Wasabi en vente dans un magasin de Shizuoka. Une pâte faite à partir des rhizomes moulus est utilisée

comme condiment piquant dans la cuisine japonaise.


Consommation : On utilise la tige, verte, au goût extrêmement fort, moins fort cependant que celui du raifort occidental, mais bien plus piquant. Le wasabi s'utilise principalement pour relever les nigirizushi (le cuisinier en place une petite noix entre le riz et le poisson) et les sashimi (plat japonais de poisson cru). À l'origine, il était utilisé en cuisine pour ses propriétés antibactériennes. De façon générale, il agrémente les plats de poisson ou de viande.

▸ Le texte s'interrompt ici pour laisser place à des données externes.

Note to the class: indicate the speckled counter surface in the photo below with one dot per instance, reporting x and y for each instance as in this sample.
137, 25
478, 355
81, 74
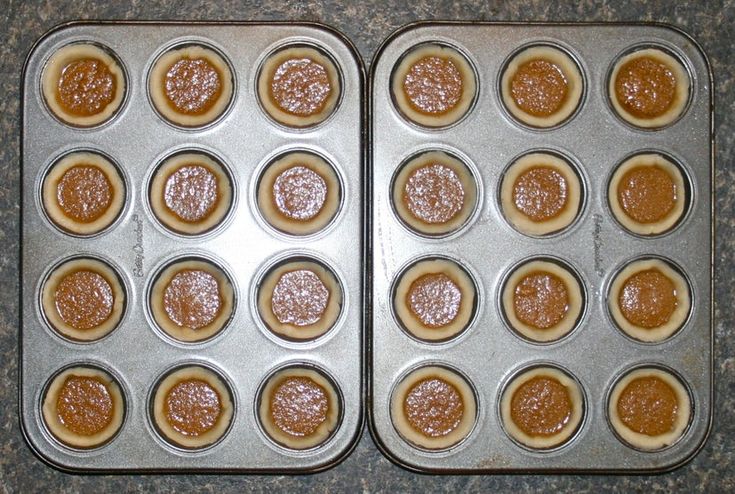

On trouve également, sous le nom de Wasabi Peas, des cacahuètes, des pois de soja vert ou des petits pois grillés et enduits d'une pâte formée d'ersatz de wasabi et d'origine thaïlandaise. Les Japonais le font également avec du soja vert. Au Japon, en outre, différentes pâtisseries et sucreries (bonbons, glaces) sont également parfumées au wasabi.

Le vrai wasabi (« hon wasabi ») est un produit extrêmement cher, et qui se conserve peu de temps : il n'est donc pratiquement pas exporté hors du Japon. Ainsi, le « wasabi » disponible dans les restaurants japonais européens ou américains ainsi qu'en grande surface est en fait un ersatz composé en réalité de raifort et/ou de moutarde.

On trouve ainsi une pâte appelée wasabi, prête à l'emploi, conditionnée en tube, ou bien sous forme de poudre à mélanger à de l'eau pour obtenir une pâte, conditionnée en boite ou en sachet, dans les épiceries chinoises, coréennes ou japonaises. Ces ersatz contiennent le plus souvent, même au Japon, ce mélange de poudre de moutarde et de raifort coloré artificiellement en vert, et parfois des traces de vrai wasabi, pour justifier la mention wasabi. Le wasabi authentique se trouve plus classiquement en tige fraîche.

Afin de fournir une couleur vert éclatant au consommateur, les ersatz de wasabi recourent au colorant E133, aussi connu sous le nom de bleu brillant. À l'état naturel, la couleur du wasabi tire en réalité davantage sur le brun verdâtre que le vert.